Eva Roy sera l’une des rares femmes noires canadiennes à être envoyées outre-mer pour le service. Moins de 10 % des femmes canadiennes engagées dans l’armée vont traverser l’Atlantique. En intégrant le Service féminin de l’armée canadienne, connu sous le nom anglais de Canadian Women’s Army Corp, Eva Roy sera l’une des trois seules Canadiennes afro-descendantes à servir en Europe pendant la guerre. Il est facile de comprendre, entre les lignes de son récit, les vexations qu’elle essuie.
Entre les mains ennemies
En France, durant la débandade de juin 1940 qui conduit à l’occupation d’une partie du territoire par les nazis, plusieurs soldats noirs sont exécutés. Ils font l’objet de massacres racistes. Près de 17 000 d’entre eux sont tués par les soldats d’Hitler au printemps 1940. Et au moins 3000 sont tout simplement assassinés en raison de la couleur de leur peau.
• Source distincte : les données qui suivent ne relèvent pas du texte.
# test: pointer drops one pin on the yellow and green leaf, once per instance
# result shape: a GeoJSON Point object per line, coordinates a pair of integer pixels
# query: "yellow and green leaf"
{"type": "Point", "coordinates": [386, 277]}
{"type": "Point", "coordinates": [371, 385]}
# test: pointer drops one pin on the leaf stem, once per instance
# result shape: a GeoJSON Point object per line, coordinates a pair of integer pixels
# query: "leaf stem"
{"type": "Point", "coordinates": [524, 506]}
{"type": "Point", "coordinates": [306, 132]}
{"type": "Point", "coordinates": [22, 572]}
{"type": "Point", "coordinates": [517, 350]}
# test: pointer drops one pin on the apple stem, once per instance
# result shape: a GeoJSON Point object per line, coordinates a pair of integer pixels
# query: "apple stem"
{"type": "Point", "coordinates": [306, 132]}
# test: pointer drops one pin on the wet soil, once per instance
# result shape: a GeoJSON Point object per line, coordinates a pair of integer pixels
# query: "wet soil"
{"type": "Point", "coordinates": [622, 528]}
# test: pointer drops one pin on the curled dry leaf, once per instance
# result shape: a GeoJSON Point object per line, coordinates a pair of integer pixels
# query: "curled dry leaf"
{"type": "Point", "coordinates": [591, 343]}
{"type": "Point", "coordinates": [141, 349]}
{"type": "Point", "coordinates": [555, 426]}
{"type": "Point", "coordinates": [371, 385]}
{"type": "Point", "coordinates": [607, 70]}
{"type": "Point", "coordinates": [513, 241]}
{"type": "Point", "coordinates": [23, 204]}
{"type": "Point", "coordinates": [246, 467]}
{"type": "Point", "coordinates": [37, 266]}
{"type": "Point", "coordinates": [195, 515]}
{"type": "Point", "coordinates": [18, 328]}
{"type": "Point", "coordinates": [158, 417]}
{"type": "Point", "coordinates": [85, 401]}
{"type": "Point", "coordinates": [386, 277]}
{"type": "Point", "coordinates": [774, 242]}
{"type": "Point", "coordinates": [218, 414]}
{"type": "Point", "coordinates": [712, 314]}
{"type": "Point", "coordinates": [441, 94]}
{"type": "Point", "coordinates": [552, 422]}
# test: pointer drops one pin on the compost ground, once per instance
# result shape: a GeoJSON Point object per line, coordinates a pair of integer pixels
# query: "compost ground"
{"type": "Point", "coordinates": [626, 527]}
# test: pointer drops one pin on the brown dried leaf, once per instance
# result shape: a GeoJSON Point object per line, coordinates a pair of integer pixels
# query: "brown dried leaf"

Des soldats noirs, peu importe leur pays d’appartenance, sont battus et torturés dès lors qu’ils se retrouvent entre les mains des nazis. En 1944, à la suite du débarquement, ces soldats sont spécialement pris à partie. C’est le cas de soldats qui appartiennent au 333e bataillon d’artillerie. Onze d’entre eux sont exécutés à Wereth, en Belgique.
Des tirailleurs sénégalais et algériens, des goumiers marocains, des pieds-noirs, des marsouins du Pacifique et des Antilles vont participer à la Seconde Guerre mondiale. Les Forces françaises libres comptent à un moment environ 60 % de soldats issus de ce monde colonial. Malgré leur importance déterminante, ils demeurent sous le joug d’une ségrégation raciale.
Après qu’ils eurent aidé la France métropolitaine à se libérer, l’armée française va décider, à l’heure où la libération est assurée, de les renvoyer dans leurs contrées afin de les remplacer par des soldats de la métropole. L’opération est connue sous le nom de « Blanchiment des Forces françaises libres ». En 1944, après le débarquement en Normandie, des soldats et des gendarmes français tirent sur des tirailleurs sénégalais qui, entassés dans un camp près de Dakar, demandent que leur solde leur soit enfin payée.